We got up before the sun this morning to check our tickets at the main Alhambra ticket office when it opened at 8:00am and then be ready at the entrance to the Alhambra's Nasrid Palace at our scheduled ticket time of 8:30am. Now that we are more on Spanish time, the early wake up was a little painful, but it was way worth it to be in the very first group of people let into the palace.
We have seen a ton of awesome palaces and places of worship (in all forms) on our trip so far, but the Nasrid Palace really was outstanding. We could see why this is the most visited site in Spain.
Here are some of the bajillion photos that I took of at the Nasrid Palace and its surrounding grounds.
I was particularly impressed by the ceilings in the palace. They were really three-dimensional and reminded me of bundt cake pans in some ways. You could make a really cool looking bundt cake out of these ceilings!
The Nasrid Palace is the only part of the Alhambra that requires a specific timed entry, so we got to explore the rest of the Alhambra grounds at our leisure.
After the palace, we explored the terraced gardens, which had some great views of the city below and some pretty buildings with similar but not quite as impressive architecture as the Nasrid Palace.
From there, we ventured to the Alcazaba, which was an old fortress.
Next we saw the inside of the building that we had been exploring the night before. (We learned that it's called the Carlos V building.)
We ended our Alhambra exploring in the Generalife gardens, which were beautiful!
(I thought this fountain was silly enough to warrant a photo.)
At one point, I noticed that there were pomegranates growing above one of the covered walkways. Since Granada means pomegranate in Spanish, I thought this was quite fitting!
From the Generalife gardens, you get a good view of the rest of the Alhambra across the hill, which is pretty neat.
By the time we had seen all that the Alhambra had to offer, Dylan and I were beyond-hungry. When we got up in the morning, we had thought that we would grab some food somewhere along the way of our Alhambra touring. But we discovered that all of the food options in and around the Alhambra were way-overpriced and/or not very good looking. Knowing that there was a ton of good cheap food in town, we decided to go without until we finished our touring of the Alhambra.
It was around noon when we finally ventured down the big hill to town to get some food. We decided to try out a place called Papas Elvira that had amazing reviews on Google Maps. The place didn't look like anything more than a small shop with a display case and three little tables, but the food was incredible! We got two savory puff-pastry-things that are supposed to be typical of Andalusian cuisine along with freshly squeezed lemonade. One of the pastries was filled with chicken and the other was filled with spinach and beef. They flavors reminded me a little of the Morrocan food that I've had, but they were otherwise unique. Turns out I'm a fan of Andalusian food!
To round out our lunch, we went to another traditional tapas place that was filled with more locals than tourists. Here, we were served a very interesting but quite weird ham pancake thing on bread with our drinks.
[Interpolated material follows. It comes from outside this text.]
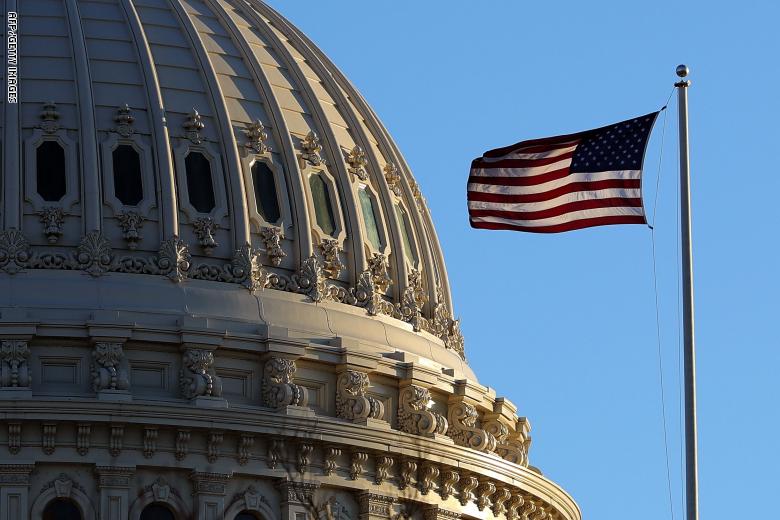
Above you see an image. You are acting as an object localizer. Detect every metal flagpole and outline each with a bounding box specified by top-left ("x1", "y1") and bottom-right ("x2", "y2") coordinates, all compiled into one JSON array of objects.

Once our tummies were full, we started to realize how tired we were. We decided to fully embrace Spanish culture and take a siesta at our hotel. Post nap, we were energized and ready to go on a tapas crawl for dinner.
Instead of going to the same, main tapas area of town, we found a different part of town with well-rated tapas places to check out. Turns out that the river is much more picturesque in this part of Granada.
The first place ended up being the least successful. Our drinks came out with some soggy bagel sandwiches and fries that seemed microwaved. The good news was that things could only get better from here!
Next, we went to a wine bar that specialized in Vermouth, which is popular as a stand-alone drink here. We decided to give it a try! We weren't huge fans of the Vermouth but we liked the humus toasts that came with it.
Next, we ventured to the Minotaur Bar, which had just opened. This bar ended up serving a really good version of the tapas that we got at the first place. We got bagel sandwiches filled with pork along with chips and olives with our first round of drinks. Impressed by the tastiness of the sandwiches, we ordered a second round. The bartender gave us a plate of the same tapas with our second round. We thought that this probably was a mistake, but we didn't care since we liked them. But after we were part way through eating the second round of bagel sandwiches, the bartender gave us a whole new plate of food that was supposed to come out with the second round of drinks. This time we got mini hamburgers with chips. By the time we finished this third plate of food, I was stuffed! In total for the two of us, we spent about $25 dollars on drinks over the course of the evening and ate an entire meal's worth of food completely for free. I can really get behind this version of tapas!
Embracing the true vacation-spirit, we decided to get some ice cream to fuel us back up the hill to our hotel. We spent a little time enjoying the views on the hill before calling it a night.